The present disclosure relates to a sensing apparatus.
A sensor using an optical fiber is advantageous in that it is free of corrosion, exhibits high endurance, and has electromagnetic interference immunity. Particularly, an optical reflector such as an optical fiber Bragg grating is suitable for the use as a sensor because of its small size and high sensitivity to the temperature and strain.
Sensor networks using an optical reflector are classified into a wavelength division multiplexing (WDM) method in which a variation in center wavelength of each sensor is sensed with respect to strain applied from an outside and a variation in temperature, a time division multiplexing (TDM) method in which each sensor has the same center wavelength and a pulse string having a period that is longer than a distance between sensors is transmitted to the sensors to measure variation in output power reflected by each sensor, and a code division multiplexing (CDM) method in which an input light source is modulated using a pseudorandom number generator, the modulated light source is transmitted to each sensor, and then variation in autocorrelation value of a pseudorandom number returning to each sensor is measured.
The WDM method has been widely used in that it has a high resolution and may be easily realized compared with other systems, but has a limitation in that the number of sensors is limited because when a center wavelength of a sensor is changed by an external factor, the center wavelength of the sensor may not overlap a center wavelength of another neighboring sensor.
The TDM method has solved the limitation in the number of sensors by using sensors having the same center wavelength and an optical reflector having a low reflectivity to measure a variation in output power returning from each sensor.
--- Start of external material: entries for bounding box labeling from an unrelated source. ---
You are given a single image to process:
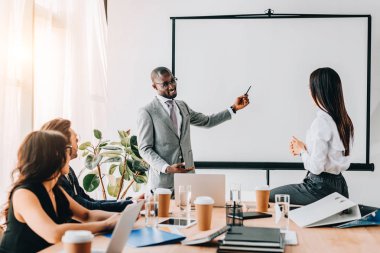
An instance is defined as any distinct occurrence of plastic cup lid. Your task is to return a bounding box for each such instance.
[154,188,172,194]
[255,185,270,191]
[194,196,215,205]
[62,230,94,243]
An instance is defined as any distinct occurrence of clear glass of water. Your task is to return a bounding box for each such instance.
[230,184,241,204]
[178,185,191,218]
[145,193,158,227]
[274,194,290,232]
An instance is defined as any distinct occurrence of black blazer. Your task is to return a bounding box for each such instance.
[58,167,133,212]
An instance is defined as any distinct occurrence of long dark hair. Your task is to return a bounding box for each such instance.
[3,131,68,222]
[310,68,354,156]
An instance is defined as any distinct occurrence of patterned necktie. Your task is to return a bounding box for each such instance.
[165,100,178,134]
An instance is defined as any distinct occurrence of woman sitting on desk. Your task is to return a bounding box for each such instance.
[270,68,354,205]
[0,131,119,253]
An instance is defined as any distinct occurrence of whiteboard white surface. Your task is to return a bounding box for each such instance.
[175,18,367,163]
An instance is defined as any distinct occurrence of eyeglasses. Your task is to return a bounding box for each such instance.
[156,76,178,88]
[65,145,73,156]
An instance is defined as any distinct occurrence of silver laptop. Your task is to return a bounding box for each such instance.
[91,201,144,253]
[174,173,226,207]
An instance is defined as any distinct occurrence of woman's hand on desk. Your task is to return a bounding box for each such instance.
[104,213,120,231]
[166,163,194,174]
[289,136,306,156]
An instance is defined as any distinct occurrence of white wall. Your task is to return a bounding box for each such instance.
[104,0,380,206]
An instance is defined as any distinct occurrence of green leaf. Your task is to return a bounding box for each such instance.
[103,146,122,150]
[120,138,129,147]
[78,141,91,150]
[117,130,127,139]
[83,173,100,192]
[85,154,103,170]
[107,177,121,197]
[132,182,141,192]
[130,135,141,158]
[108,164,117,175]
[102,153,120,158]
[133,175,148,184]
[82,150,90,157]
[94,129,102,140]
[99,142,108,148]
[119,163,125,175]
[103,156,121,163]
[127,159,133,170]
[133,160,148,172]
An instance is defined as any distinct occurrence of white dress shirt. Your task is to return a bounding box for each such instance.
[156,95,234,173]
[301,109,352,175]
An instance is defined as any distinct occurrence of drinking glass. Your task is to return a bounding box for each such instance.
[230,184,241,205]
[274,194,290,232]
[178,185,191,218]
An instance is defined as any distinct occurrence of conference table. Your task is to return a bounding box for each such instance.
[40,203,380,253]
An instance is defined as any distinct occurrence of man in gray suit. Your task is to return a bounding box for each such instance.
[137,67,249,189]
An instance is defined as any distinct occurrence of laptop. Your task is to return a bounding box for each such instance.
[91,201,144,253]
[174,173,226,207]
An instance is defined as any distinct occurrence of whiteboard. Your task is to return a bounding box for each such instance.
[173,17,368,166]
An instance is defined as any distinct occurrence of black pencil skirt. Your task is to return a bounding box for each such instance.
[269,172,348,205]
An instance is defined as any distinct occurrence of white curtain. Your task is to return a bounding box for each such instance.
[34,0,107,138]
[0,0,107,202]
[0,0,33,204]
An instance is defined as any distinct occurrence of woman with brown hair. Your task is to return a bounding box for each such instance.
[0,131,119,252]
[41,118,137,212]
[270,68,354,205]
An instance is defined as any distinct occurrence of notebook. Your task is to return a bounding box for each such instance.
[337,210,380,228]
[289,192,361,227]
[181,226,230,245]
[223,227,283,247]
[127,227,185,248]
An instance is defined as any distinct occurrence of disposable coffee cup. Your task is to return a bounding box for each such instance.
[155,188,172,217]
[62,230,94,253]
[256,185,270,212]
[194,196,214,231]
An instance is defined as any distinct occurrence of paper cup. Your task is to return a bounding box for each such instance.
[194,196,214,231]
[62,230,94,253]
[155,188,172,217]
[256,186,270,212]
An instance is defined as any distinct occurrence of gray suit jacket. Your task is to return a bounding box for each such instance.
[137,97,231,189]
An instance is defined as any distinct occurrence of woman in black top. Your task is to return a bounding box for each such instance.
[0,131,119,253]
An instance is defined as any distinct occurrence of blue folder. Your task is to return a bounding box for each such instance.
[106,227,185,248]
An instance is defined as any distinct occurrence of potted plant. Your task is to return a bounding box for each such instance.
[79,129,149,199]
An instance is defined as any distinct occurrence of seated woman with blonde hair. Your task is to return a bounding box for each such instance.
[0,131,120,253]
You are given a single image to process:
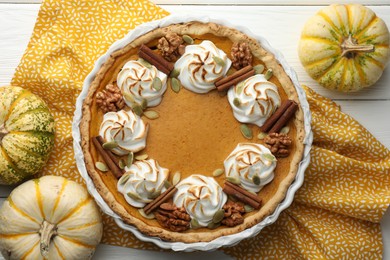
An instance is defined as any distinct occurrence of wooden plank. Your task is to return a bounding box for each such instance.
[0,193,390,260]
[0,4,390,100]
[0,0,390,6]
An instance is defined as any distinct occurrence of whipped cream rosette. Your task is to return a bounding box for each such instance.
[173,174,227,226]
[117,159,169,208]
[175,41,232,94]
[224,143,276,192]
[227,74,281,126]
[99,110,149,155]
[117,60,167,107]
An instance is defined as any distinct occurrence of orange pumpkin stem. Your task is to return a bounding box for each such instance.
[39,220,58,258]
[340,35,375,58]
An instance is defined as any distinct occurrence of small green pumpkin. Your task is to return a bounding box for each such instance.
[298,4,390,92]
[0,86,55,184]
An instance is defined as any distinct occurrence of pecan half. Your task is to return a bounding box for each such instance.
[264,133,292,157]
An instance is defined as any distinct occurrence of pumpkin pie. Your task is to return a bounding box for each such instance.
[80,22,305,243]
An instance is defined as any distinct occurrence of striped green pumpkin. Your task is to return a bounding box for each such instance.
[0,86,55,184]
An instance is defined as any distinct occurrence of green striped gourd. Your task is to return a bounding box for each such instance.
[298,4,390,92]
[0,176,103,260]
[0,86,55,184]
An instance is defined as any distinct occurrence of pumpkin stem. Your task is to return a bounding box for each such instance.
[39,220,58,258]
[340,35,375,58]
[0,124,8,144]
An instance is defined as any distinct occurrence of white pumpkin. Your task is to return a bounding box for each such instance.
[0,176,103,259]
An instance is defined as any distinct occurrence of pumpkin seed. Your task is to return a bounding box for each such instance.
[207,222,221,229]
[172,172,181,186]
[190,218,200,229]
[213,209,225,223]
[95,162,108,172]
[152,77,162,91]
[169,69,180,78]
[226,176,241,185]
[131,103,144,116]
[263,153,276,162]
[164,180,172,189]
[236,81,245,95]
[102,141,119,150]
[213,56,226,67]
[123,92,136,104]
[252,175,261,185]
[118,159,126,170]
[233,98,241,107]
[244,205,254,213]
[183,34,194,44]
[148,190,161,199]
[126,152,134,167]
[135,153,149,161]
[213,169,225,177]
[279,126,290,134]
[138,58,152,69]
[144,110,160,120]
[264,69,274,80]
[138,209,156,219]
[253,64,264,74]
[257,132,267,140]
[240,124,253,139]
[141,98,148,110]
[119,174,130,185]
[171,78,180,93]
[126,192,141,200]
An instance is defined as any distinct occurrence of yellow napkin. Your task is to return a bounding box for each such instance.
[12,0,390,259]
However, since the TDM method makes the design of a signal processor be complicated, it is expensive in price, and since the TDM method uses a single pulse, it has a limitation such as a low response rate, compared with other methods.
The CDM method may be realized by modulating a signal of an optical source by a pseudorandom code to transmit a code string to each sensor, and autocorelating the code string returning from each sensor. The CDM method may realize a demodulation circuit for a sensor system only with a low price electrical device without a high speed signal processing circuit.
However, since the related art CDM sensor uses a variable laser in order to increase the operation range, it requires a long scanning time and a delay for synchronizing the pseudorandom number code reflected and returning from each sensor and an originally generated pseudorandom code for autocorrelation. Also, since the variation in output power of autocorrelation value is measured, if the wavelength deviates from the center wavelength of the sensor, the measurement may be impossible.